一旦定义完CRD,我们就可以将其安装到k8s中:

$make install
/home/tonybai/test/go/operator/kubebuilder/webserver-operator/bin/controller-gen rbac:roleName=manager-role crd webhook paths="./..." output:crd:artifacts:config=config/crd/bases
test -s /home/tonybai/test/go/operator/kubebuilder/webserver-operator/bin/kustomize || { curl -s "https://raw.githubusercontent.com/kubernetes-sigs/kustomize/master/hack/install_kustomize.sh" | bash -s -- 3.8.7 /home/tonybai/test/go/operator/kubebuilder/webserver-operator/bin; }
{Version:kustomize/v3.8.7 GitCommit:ad092cc7a91c07fdf63a2e4b7f13fa588a39af4f BuildDate:2020-11-11T23:14:14Z GoOs:linux GoArch:amd64}
kustomize installed to /home/tonybai/test/go/operator/kubebuilder/webserver-operator/bin/kustomize
/home/tonybai/test/go/operator/kubebuilder/webserver-operator/bin/kustomize build config/crd | kubectl apply -f -
customresourcedefinition.apiextensions.k8s.io/webservers.my.domain created

检查安装情况:

$kubectl get crd|grep webservers
webservers.my.domain                                             2022-08-06T21:55:45Z

6. 修改role.yaml

在开始controller开发之前,我们先来为controller后续的运行“铺平道路”,即设置好相应权限。
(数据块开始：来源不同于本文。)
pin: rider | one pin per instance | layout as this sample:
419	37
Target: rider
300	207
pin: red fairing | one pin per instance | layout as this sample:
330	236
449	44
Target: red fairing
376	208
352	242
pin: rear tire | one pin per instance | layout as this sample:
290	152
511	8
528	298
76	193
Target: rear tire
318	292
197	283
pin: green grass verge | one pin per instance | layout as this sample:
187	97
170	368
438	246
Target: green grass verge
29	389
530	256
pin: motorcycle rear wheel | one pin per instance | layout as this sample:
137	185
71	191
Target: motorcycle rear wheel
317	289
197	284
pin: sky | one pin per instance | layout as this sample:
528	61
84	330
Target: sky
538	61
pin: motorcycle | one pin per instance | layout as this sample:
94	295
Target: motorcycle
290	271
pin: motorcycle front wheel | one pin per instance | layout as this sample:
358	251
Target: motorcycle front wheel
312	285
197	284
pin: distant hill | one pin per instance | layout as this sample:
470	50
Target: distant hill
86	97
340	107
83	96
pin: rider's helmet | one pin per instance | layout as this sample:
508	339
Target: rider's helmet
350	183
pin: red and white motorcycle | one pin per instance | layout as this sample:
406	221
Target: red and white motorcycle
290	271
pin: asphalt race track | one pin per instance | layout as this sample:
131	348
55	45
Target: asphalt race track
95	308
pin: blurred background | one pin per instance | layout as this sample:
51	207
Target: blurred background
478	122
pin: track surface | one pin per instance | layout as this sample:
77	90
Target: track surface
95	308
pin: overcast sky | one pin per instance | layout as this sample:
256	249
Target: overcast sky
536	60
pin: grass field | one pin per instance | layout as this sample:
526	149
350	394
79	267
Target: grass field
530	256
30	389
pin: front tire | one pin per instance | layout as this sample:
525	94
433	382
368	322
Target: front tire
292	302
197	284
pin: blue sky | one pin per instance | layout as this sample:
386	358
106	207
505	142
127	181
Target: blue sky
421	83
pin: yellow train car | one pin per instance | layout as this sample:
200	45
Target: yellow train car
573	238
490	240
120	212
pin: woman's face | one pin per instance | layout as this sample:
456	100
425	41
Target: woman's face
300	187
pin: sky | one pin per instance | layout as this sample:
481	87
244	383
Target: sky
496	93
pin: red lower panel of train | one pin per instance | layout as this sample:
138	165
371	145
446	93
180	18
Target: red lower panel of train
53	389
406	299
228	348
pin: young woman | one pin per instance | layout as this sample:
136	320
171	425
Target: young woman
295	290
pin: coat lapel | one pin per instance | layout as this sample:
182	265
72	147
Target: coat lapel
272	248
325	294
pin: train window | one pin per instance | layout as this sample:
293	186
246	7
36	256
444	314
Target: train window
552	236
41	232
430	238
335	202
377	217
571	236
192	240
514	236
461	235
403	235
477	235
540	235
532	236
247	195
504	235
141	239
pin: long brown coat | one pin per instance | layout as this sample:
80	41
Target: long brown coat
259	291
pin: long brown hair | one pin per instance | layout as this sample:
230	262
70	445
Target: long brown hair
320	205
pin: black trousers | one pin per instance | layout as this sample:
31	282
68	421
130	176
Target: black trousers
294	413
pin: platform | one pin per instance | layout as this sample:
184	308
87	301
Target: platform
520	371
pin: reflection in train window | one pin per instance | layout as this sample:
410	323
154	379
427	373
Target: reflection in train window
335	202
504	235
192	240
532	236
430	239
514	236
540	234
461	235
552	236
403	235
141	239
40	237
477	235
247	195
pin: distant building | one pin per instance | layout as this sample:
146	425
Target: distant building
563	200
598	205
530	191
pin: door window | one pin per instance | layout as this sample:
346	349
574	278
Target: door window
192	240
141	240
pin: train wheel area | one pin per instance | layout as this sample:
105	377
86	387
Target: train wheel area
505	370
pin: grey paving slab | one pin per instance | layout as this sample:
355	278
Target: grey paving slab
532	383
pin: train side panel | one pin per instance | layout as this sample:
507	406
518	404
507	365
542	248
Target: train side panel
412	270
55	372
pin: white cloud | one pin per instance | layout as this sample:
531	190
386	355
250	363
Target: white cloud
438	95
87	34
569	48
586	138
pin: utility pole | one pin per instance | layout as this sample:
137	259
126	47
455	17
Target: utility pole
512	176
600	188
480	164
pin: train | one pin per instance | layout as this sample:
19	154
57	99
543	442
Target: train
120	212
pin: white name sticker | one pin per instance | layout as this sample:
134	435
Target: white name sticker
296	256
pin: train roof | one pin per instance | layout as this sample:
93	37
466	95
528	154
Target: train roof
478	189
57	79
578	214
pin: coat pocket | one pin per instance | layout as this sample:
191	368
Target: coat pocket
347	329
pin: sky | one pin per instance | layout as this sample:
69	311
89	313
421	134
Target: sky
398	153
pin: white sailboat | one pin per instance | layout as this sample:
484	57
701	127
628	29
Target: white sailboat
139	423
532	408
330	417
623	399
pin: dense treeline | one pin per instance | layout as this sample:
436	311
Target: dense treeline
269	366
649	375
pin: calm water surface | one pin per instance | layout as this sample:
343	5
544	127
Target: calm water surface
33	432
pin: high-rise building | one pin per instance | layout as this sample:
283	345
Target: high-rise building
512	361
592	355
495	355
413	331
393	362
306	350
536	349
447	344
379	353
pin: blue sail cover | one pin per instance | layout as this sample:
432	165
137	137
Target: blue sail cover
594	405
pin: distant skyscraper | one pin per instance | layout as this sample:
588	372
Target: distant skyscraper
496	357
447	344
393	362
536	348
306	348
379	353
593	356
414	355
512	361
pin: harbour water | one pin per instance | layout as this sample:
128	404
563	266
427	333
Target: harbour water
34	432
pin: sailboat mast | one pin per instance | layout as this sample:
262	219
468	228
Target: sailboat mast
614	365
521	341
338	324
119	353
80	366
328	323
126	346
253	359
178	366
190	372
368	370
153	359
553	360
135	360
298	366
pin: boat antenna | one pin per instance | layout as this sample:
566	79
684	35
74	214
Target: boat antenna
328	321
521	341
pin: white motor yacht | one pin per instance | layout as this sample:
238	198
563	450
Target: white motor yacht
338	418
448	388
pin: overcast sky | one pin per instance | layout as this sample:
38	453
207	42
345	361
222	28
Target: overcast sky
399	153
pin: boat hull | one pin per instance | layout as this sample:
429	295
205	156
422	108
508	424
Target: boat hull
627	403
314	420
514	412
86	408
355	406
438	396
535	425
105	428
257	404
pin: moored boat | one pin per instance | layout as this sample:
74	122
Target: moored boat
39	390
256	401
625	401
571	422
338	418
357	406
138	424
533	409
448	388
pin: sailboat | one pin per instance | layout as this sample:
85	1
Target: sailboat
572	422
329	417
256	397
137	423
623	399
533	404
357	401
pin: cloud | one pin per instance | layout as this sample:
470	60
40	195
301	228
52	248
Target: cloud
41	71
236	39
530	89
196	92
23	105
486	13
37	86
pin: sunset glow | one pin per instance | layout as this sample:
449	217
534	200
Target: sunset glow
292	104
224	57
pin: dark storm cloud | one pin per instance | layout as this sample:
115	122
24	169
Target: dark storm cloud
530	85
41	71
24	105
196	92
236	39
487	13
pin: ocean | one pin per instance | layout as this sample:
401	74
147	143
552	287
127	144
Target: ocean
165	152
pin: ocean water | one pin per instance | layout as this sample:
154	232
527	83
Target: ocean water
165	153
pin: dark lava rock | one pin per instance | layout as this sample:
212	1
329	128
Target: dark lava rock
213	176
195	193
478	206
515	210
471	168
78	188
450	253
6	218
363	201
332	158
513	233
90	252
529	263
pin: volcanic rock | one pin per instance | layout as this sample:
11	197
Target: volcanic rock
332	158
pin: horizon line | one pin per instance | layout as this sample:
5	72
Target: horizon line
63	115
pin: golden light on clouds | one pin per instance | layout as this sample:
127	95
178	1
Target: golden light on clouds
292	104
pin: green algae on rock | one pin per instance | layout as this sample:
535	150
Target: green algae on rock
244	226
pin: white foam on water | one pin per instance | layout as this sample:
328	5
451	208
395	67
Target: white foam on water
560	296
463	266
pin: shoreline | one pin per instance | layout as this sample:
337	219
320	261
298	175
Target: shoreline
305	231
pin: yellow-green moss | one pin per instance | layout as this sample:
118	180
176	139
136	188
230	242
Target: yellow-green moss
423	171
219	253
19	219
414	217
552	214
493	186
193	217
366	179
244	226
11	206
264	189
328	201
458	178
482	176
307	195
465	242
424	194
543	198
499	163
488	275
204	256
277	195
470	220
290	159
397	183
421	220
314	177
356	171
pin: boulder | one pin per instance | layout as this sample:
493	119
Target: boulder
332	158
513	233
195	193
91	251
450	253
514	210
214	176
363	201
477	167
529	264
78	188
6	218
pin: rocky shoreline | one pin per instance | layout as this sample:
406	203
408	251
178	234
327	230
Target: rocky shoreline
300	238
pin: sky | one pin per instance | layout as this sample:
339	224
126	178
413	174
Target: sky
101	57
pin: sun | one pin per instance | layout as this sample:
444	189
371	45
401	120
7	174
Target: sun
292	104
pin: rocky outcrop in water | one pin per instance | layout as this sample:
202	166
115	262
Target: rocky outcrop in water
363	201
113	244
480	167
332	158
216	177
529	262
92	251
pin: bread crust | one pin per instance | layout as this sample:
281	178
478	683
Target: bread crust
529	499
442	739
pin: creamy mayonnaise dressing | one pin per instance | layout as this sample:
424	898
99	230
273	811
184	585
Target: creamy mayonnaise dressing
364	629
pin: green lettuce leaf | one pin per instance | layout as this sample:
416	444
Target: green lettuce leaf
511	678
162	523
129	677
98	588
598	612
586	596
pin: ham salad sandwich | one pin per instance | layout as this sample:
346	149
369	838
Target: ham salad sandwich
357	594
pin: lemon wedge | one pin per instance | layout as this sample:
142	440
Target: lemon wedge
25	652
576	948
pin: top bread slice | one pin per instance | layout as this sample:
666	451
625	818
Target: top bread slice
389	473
我们在controller中会为CRD实例创建对应deployment和service,这样就要求controller有操作deployments和services的权限,这样就需要我们修改role.yaml,增加service account: controller-manager 操作deployments和services的权限:

// config/rbac/role.yaml
---
apiVersion: rbac.authorization.k8s.io/v1
kind: ClusterRole
metadata:
  creationTimestamp: null
  name: manager-role
rules:
- apiGroups:
  - my.domain
  resources:
  - webservers
  verbs:
  - create
  - delete
  - get
  - list
  - patch
  - update
  - watch
- apiGroups:
  - my.domain
  resources:
  - webservers/finalizers
  verbs:
  - update
- apiGroups:
  - my.domain
  resources:
  - webservers/status
  verbs:
  - get
  - patch
  - update
- apiGroups:
  - apps
  resources:
  - deployments
  verbs:
  - create
  - delete
  - get
  - list
  - patch
  - update
  - watch
- apiGroups:
  - apps
  - ""
  resources:
  - services
  verbs:
  - create
  - delete
  - get
  - list
  - patch
  - update
  - watch

修改后的role.yaml先放在这里,后续与controller一并部署到k8s上。

7. 实现controller的Reconcile(协调)逻辑

kubebuilder为我们搭好了controller的代码架子,我们只需要在controllers/webserver_controller.go中实现WebServerReconciler的Reconcile方法即可。下面是Reconcile的一个简易流程图,结合这幅图理解代码就容易的多了:

developing-kubernetes-operators-in-go-part1-8.png

下面是对应的Reconcile方法的代码:

// controllers/webserver_controller.go

func (r *WebServerReconciler) Reconcile(ctx context.Context, req ctrl.Request) (ctrl.Result, error) {
    log := r.Log.WithValues("Webserver", req.NamespacedName)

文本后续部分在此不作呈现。